Former concubines' residence, once damaged by fire, due for makeover.

In the 720,000-square-meter Forbidden City - the former imperial palace in the heart of Beijing officially known as the Palace Museum - there is a courtyard with a distinctively exotic appearance.

The Palace of Prolonging Happiness, or Yanxi Gong, in the east of the palace complex, was used as the concubines' residence during the Ming (1368-1644) and Qing (1644-1911) dynasties. It was swallowed by fire in 1845, which almost destroyed the entire courtyard, except for its front gate.

Thanks to a 100 million yuan ($15 million) donation from the Ng Teng Fong Charitable Foundation, based in Hong Kong, the courtyard will soon be renovated.

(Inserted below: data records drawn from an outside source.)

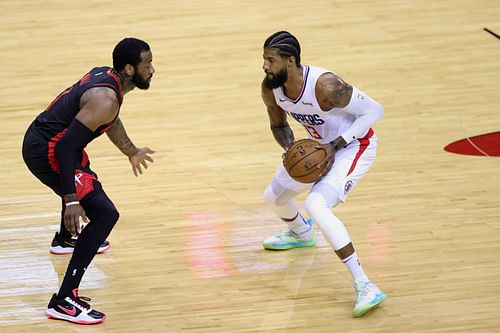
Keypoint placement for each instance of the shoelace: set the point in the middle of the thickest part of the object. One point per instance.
(80, 302)
(286, 233)
(361, 288)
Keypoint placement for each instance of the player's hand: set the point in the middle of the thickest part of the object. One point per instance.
(329, 158)
(139, 158)
(72, 216)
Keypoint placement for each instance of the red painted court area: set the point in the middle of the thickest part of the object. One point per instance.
(480, 145)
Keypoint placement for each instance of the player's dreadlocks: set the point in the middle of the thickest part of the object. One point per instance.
(286, 43)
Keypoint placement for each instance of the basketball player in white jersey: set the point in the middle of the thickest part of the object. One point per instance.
(339, 117)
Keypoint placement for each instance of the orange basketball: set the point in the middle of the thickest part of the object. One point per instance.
(302, 158)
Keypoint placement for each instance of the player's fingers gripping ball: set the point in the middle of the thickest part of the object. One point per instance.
(305, 161)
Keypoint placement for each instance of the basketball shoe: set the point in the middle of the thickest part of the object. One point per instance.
(288, 239)
(61, 245)
(74, 309)
(368, 296)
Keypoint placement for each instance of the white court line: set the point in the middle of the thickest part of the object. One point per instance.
(27, 217)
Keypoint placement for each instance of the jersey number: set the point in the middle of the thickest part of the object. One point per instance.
(312, 131)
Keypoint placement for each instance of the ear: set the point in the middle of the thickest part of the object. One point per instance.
(129, 70)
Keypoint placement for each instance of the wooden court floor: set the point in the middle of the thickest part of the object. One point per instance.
(186, 255)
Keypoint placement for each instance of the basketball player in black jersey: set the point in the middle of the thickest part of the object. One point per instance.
(53, 150)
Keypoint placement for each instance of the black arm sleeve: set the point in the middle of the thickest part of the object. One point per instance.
(68, 150)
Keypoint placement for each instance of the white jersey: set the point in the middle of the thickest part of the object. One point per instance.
(323, 126)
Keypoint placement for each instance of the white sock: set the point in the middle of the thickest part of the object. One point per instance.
(354, 266)
(299, 226)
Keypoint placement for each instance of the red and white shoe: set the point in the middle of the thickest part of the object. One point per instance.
(74, 309)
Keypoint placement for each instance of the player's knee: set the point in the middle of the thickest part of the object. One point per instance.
(329, 194)
(314, 203)
(107, 220)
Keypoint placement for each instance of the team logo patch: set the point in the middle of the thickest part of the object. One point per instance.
(348, 186)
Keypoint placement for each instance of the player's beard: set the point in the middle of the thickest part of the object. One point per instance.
(139, 82)
(277, 80)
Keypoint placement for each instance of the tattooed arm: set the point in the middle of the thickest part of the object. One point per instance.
(282, 132)
(136, 156)
(119, 137)
(332, 92)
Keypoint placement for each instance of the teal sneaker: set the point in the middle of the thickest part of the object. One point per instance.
(368, 296)
(288, 239)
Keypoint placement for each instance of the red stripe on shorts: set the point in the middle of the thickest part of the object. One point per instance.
(363, 144)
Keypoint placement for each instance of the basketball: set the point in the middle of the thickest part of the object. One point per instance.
(302, 158)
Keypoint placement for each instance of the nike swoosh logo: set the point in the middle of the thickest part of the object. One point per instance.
(68, 311)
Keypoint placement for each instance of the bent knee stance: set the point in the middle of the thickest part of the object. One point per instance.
(103, 216)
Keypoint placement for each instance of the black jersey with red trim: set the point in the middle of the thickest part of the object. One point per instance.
(60, 113)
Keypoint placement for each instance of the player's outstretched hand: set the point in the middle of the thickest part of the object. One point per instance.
(139, 158)
(72, 215)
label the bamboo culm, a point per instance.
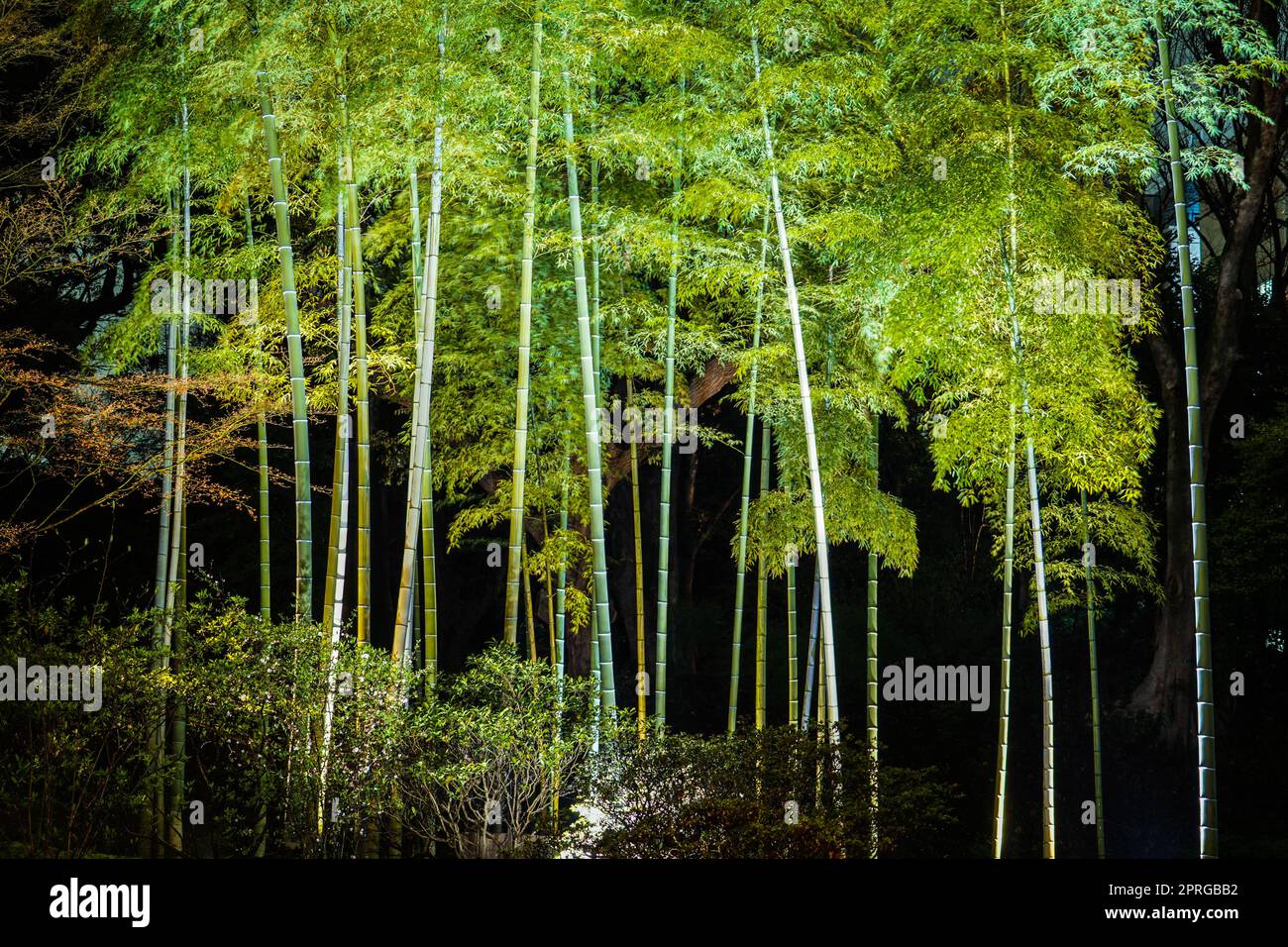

In 1909, Empress Dowager Longyu, the de facto ruler of China, ordered the construction of an aquarium on the site, which used Western-style architecture plus Chinese patterns as decorations, in the hopes that this sign of water would prevent fire in the future.

If it had been completed, it would probably have been the first modern aquarium in China. But construction was unfinished when the Qing monarchy fell, leaving abandoned stone architecture and iron frames, which can be seen by visitors today.

Cultural relic warehouses were added in the courtyard after 1925, when the Forbidden City became a public museum.

In-depth studies will follow the donation to uncover mysteries, because no original blueprint of the aquarium has been found.

According to Shan Jixiang, director of the Palace Museum, the Yanxi Gong area will be turned into an exhibition space displaying foreign cultural relics among formal royal collections, because the place reflects Sino-foreign cultural exchanges. It is expected to open in 2020.